Sepertinya jika membahas tentang sumber
pornografi tidak pernah ada habisnya. Banyak sumber-sumber lain yang
siap meneror generasi kita.
Solusi
Apapun ceritanya,
generasi muda kita harus diselamatkan dari pornografi. Tentunya kita
tidak mau masa depan kita dihuni oleh orang-orang berpikiran porno dan
mesum. Kita harus menyadari bahwa remaja adalah saat-saat di mana
pikiran labil dan rasa ingin tahu memuncak. Semakin dilarang melakukan
sesuatu, mereka semakin ingin melakukannya. Oleh karena itu, hal pertama
yang harus dilakukan adalah memberikan edukasi mengenai dampak negatif
pornografi.
Selain dapat memicu gejolak syahwat, ternyata
pornografi juga dapat memicu kerusakan otak. Ahli bedah syaraf dari RS
San Antonio, Amerika Serikat, Donald L Hilton Jr, mengatakan pornografi
dapat menyebabkan kekacauan kerja neurotransmiter, yakni zat kimia otak
yang berfungsi sebagai pengirim pesan. Bahkan, kerusakan otak yang
diakibatkan konsumsi pornografi, katanya, lebih parah ketimbang efek
kecanduan kokain: otak jadi sulit menyimpan memori dan mengontrol
prilaku (Inilah.com, 2009).
Tentunya, persoalan kerusakan otak di
atas bisa dikaitkan dengan kesulitan belajar.
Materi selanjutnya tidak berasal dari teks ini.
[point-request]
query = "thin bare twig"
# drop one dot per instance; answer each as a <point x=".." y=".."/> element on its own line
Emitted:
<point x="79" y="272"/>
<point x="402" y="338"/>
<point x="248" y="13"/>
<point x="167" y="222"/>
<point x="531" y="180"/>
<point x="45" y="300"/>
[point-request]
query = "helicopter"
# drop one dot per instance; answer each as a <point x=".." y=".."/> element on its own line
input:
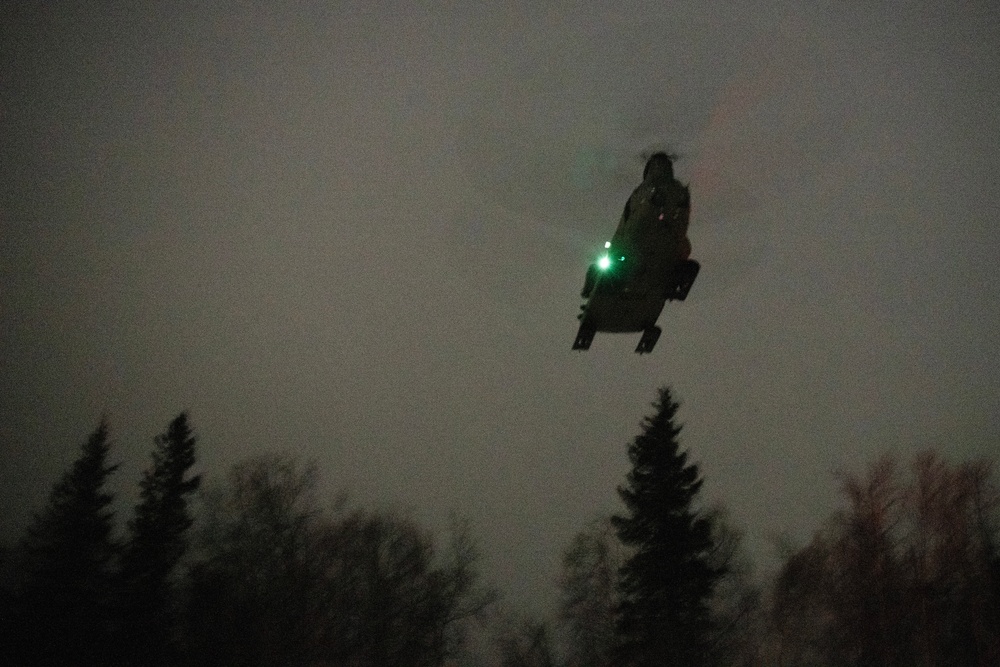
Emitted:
<point x="645" y="264"/>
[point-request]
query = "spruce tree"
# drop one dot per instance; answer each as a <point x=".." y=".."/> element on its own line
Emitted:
<point x="64" y="582"/>
<point x="665" y="585"/>
<point x="157" y="541"/>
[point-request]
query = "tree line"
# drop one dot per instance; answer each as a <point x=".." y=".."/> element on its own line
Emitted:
<point x="267" y="577"/>
<point x="906" y="572"/>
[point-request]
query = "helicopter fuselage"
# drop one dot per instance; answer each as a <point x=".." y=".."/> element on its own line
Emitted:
<point x="645" y="264"/>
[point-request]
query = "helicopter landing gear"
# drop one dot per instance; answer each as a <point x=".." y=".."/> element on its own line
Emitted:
<point x="584" y="337"/>
<point x="649" y="337"/>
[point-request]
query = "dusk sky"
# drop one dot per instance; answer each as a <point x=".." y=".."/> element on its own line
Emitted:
<point x="356" y="232"/>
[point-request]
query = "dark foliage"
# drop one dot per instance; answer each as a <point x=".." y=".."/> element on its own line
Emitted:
<point x="668" y="580"/>
<point x="157" y="541"/>
<point x="63" y="611"/>
<point x="905" y="574"/>
<point x="278" y="582"/>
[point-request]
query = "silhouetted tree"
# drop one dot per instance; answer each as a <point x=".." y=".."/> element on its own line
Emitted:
<point x="157" y="541"/>
<point x="256" y="582"/>
<point x="63" y="606"/>
<point x="526" y="643"/>
<point x="668" y="579"/>
<point x="901" y="576"/>
<point x="277" y="582"/>
<point x="589" y="595"/>
<point x="736" y="601"/>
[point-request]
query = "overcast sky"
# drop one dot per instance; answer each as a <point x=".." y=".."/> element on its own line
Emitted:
<point x="356" y="232"/>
Bayangkan saja, bagaimana
seseorang bisa belajar jika otaknya dipenuhi oleh gambar-gambar vulgar?
Belum lagi persoalan pergaulannya di tengah masyarakat. Bersosialisasi
akan semakin sulit jika fantasi mengenai hal-hal erotis terus berputar
di dalam kepala.
Selain itu, kita bisa memberi tahu mereka
mengenai sanksi religius apabila mereka melihat konten-konten porno.
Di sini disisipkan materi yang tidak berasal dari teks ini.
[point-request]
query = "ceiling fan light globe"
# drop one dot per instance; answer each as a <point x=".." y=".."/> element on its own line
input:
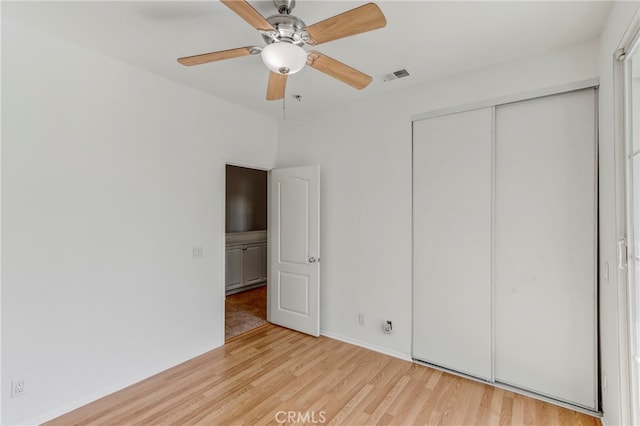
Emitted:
<point x="284" y="58"/>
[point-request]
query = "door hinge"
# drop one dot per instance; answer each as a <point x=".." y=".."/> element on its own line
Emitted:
<point x="622" y="254"/>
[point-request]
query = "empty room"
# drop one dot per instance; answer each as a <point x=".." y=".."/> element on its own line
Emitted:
<point x="320" y="212"/>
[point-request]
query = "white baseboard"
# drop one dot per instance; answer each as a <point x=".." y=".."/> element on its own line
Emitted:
<point x="375" y="348"/>
<point x="64" y="409"/>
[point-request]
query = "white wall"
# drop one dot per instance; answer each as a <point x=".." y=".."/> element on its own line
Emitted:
<point x="615" y="395"/>
<point x="110" y="176"/>
<point x="364" y="151"/>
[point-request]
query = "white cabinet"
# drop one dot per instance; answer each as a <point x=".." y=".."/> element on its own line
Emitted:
<point x="245" y="260"/>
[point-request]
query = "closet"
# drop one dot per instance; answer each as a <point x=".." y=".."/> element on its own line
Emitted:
<point x="505" y="226"/>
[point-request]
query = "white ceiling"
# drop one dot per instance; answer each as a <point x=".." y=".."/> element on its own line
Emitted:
<point x="430" y="39"/>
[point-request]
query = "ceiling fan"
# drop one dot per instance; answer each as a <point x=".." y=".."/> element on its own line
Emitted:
<point x="286" y="34"/>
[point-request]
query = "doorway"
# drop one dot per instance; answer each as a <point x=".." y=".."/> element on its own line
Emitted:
<point x="245" y="249"/>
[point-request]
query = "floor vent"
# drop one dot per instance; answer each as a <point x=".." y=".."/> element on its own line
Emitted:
<point x="396" y="75"/>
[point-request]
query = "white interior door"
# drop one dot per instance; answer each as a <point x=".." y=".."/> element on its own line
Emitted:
<point x="294" y="290"/>
<point x="452" y="181"/>
<point x="632" y="118"/>
<point x="545" y="247"/>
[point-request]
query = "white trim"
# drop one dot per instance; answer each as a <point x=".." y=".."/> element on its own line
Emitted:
<point x="627" y="332"/>
<point x="67" y="408"/>
<point x="386" y="351"/>
<point x="532" y="94"/>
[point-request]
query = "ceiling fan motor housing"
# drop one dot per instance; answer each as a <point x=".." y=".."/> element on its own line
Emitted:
<point x="290" y="29"/>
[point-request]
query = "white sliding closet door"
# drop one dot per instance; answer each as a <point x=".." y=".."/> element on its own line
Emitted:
<point x="545" y="249"/>
<point x="452" y="179"/>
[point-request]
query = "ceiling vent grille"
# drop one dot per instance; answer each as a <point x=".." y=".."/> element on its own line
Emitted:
<point x="396" y="75"/>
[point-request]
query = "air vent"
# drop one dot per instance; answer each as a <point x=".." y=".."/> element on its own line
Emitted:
<point x="396" y="75"/>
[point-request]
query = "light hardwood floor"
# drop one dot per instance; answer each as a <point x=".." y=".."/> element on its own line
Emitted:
<point x="261" y="376"/>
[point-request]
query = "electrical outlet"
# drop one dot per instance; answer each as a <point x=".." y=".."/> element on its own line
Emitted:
<point x="17" y="388"/>
<point x="361" y="319"/>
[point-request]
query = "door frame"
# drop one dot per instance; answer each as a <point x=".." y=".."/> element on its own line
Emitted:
<point x="630" y="408"/>
<point x="223" y="239"/>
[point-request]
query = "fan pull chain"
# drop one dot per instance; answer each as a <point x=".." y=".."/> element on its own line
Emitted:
<point x="284" y="110"/>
Tentunya, dengan penjelasan yang menarik, diharapkan mereka bisa
mengerti akan besarnya dosa seseorang yang mengonsumsi “gambar polos”
itu.
Setelah mereka paham akan dampak mengerikan pornografi.
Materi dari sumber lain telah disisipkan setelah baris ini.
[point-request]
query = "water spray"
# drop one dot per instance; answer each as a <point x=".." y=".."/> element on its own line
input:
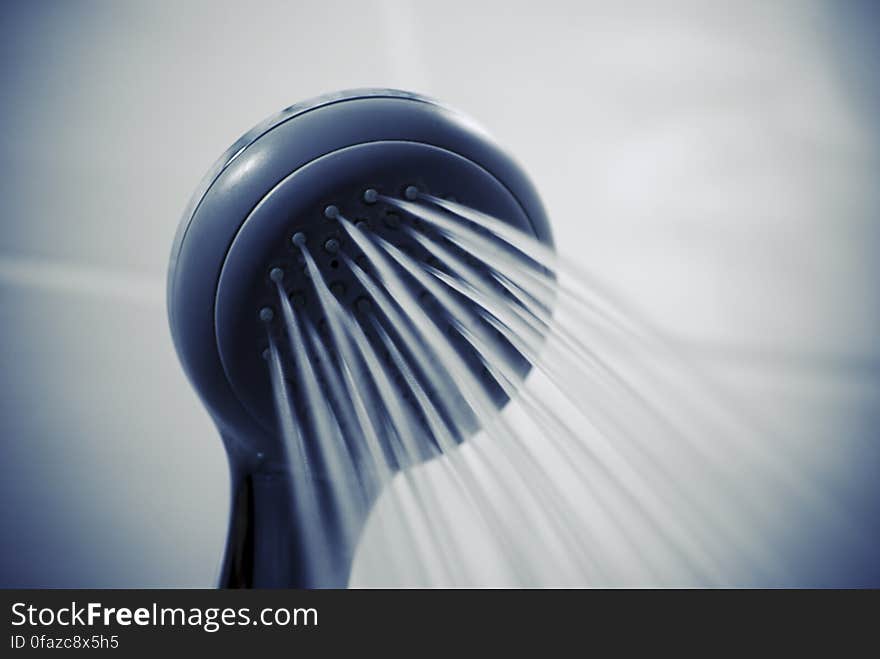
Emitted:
<point x="301" y="317"/>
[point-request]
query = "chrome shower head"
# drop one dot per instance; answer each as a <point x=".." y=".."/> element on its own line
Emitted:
<point x="285" y="188"/>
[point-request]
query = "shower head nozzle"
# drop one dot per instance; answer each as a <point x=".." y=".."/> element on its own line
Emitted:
<point x="282" y="208"/>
Kita bisa memberikan bimbingan dan pengawasan lebih lanjut. Sedapatnya
kita menjauhkan anak-anak kita dari segala hal yang berbau pornografi.
Kita harus memilih tayangan apa yang mereka tonton, majalah apa yang
mereka baca, bahkan sekarang sudah tersedia perangkat lunak (software)
untuk menyetop akses terhadap situs porno.
Diperlukan kerjasama
semua pihak untuk melindungi generasi muda kita dari pornografi.
Pemerintah, ulama, orang tua, guru, polisi, penyelenggara media,
semuanya memiliki kewajiban. Kita tentu tidak bisa 24 jam mengontrol
mereka. Ada saatnya mereka berada di luar rumah, jauh dari pengawasan.
Saat itulah iman mereka diuji. Dan semoga mereka dapat mengalahkan setan
pornografi!
* Muhammad Haekal, Mahasiswa IAIN Ar-Raniry/Alumnus Muharram Journalism College (MJC) AJI Banda Aceh.